Taken together, data from this study support the in vivo biocompatibility of Resilon. Firstly, it was shown that Resilon was non-toxic as demonstrated by the presence of grossly normal subcutaneous surrounding tissue and normal behaving animals, which consistently gained weight, similarly to the controls. Secondly, tissue response was mostly minimal or mild and diminished significantly with time, which conforms with the recommendations of the “Federation Dentaire International” for accepting dental materials as biocompatible.[41] Finally, our findings are in agreement with other studies, which have confirmed this favorable tissue response.[2324] Using Resilon or gutta-percha cones implanted into the dorsal connective tissue of rats, Onay et al.[23] have shown that both materials induced a moderate to severe inflammatory reaction at the 1-week time point, which decreased at the 8-week observation time point and Bodrumlu et al.[24] have shown that Resilon or gutta-percha cones exhibited less inflammation after the first post-operative week, which subsided by the 60th day.

However, in the present study, quantitative measurement of the implant capsules, at 60 days and over time, suggests that long-term biocompatibility of Resilon, despite validated, is inferior to gutta-percha control. Noticeably, at day 60 a thicker encapsulation of Resilon was found compared to gutta-percha control. Moreover, a different encapsulation progression was found: While the thickness of gutta-percha capsule diminished over time that of Resilon did not. This latter result is not consistent with the study of Bodrumlu et al.[24] in which the opposite occurred, that is the thickness of the capsule decreased over time after Resilon implantation and increased with gutta-percha. These differences may be explained by the different methods used to measure the thickness of the capsule. We believe our data represents a more accurate result since the calculation of the IC/B is more precise than the simple measurement of the capsule thickness described in that report.[24] Measuring IC/B excludes the bias induced by the amount of material eliciting tissue injury, which varies with the diameter of the cone at the site of histological cut. Therefore, direct thickness of the capsule is only comparable if this site of cut is precisely the same in all cones, contrarily to the IC/B, which eliminates this error factor.

The exact mechanism for the non-decrease of the Resilon encapsulation over time remains unclear.
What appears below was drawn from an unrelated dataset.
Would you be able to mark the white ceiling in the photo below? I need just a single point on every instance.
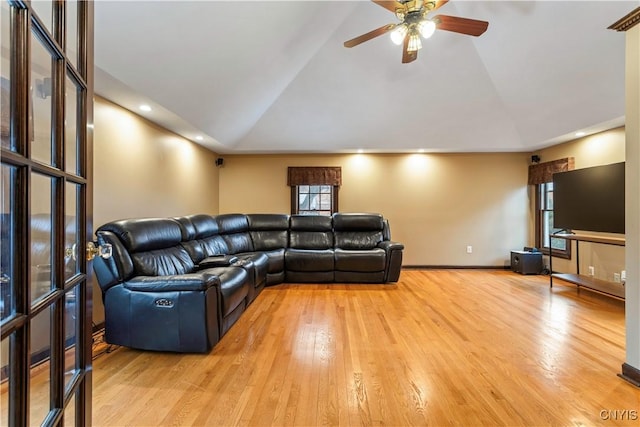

One may postulate that the degradation of this material by the action of organic fluids, with continuous irritation by the released by-products, may play a role, even though we only found one case of foreign body granuloma in histologic staining. In keeping with this assumption, Tay et al.[3738] found that Resilon is susceptible to degradation by alkaline and enzymatic hydrolysis and exhibited extensive surface thinning and weight loss after incubation in hydrolytic enzymes. The biodegradation of polycaprolactone probably exposes the polymer matrix, a phenomenon that increases over time. In gutta-percha specimens, only superficial pores were created by enzymes, with no further degradation changes.[38] In addition, several studies have shown short-term moderate to severe cytotoxicity of Resilon[141618] and another study reported that both commercially available core materials (gutta-percha and Resilon) were severely cytotoxic over an extended (6 week) testing period.[19] Initial and long-term cytotoxicity likely stems from potential elution of monomers from the resin matrices, as already suggested for several dental materials.[18203842]

Overall, our findings validate Resilon as an in vivo biocompatible material. However, our data suggest that long-term biocompatibility of Resilon, despite validated, is inferior to gutta-percha control.

Further research is necessary to complement these results in longer observational periods and to understand its clinical significance.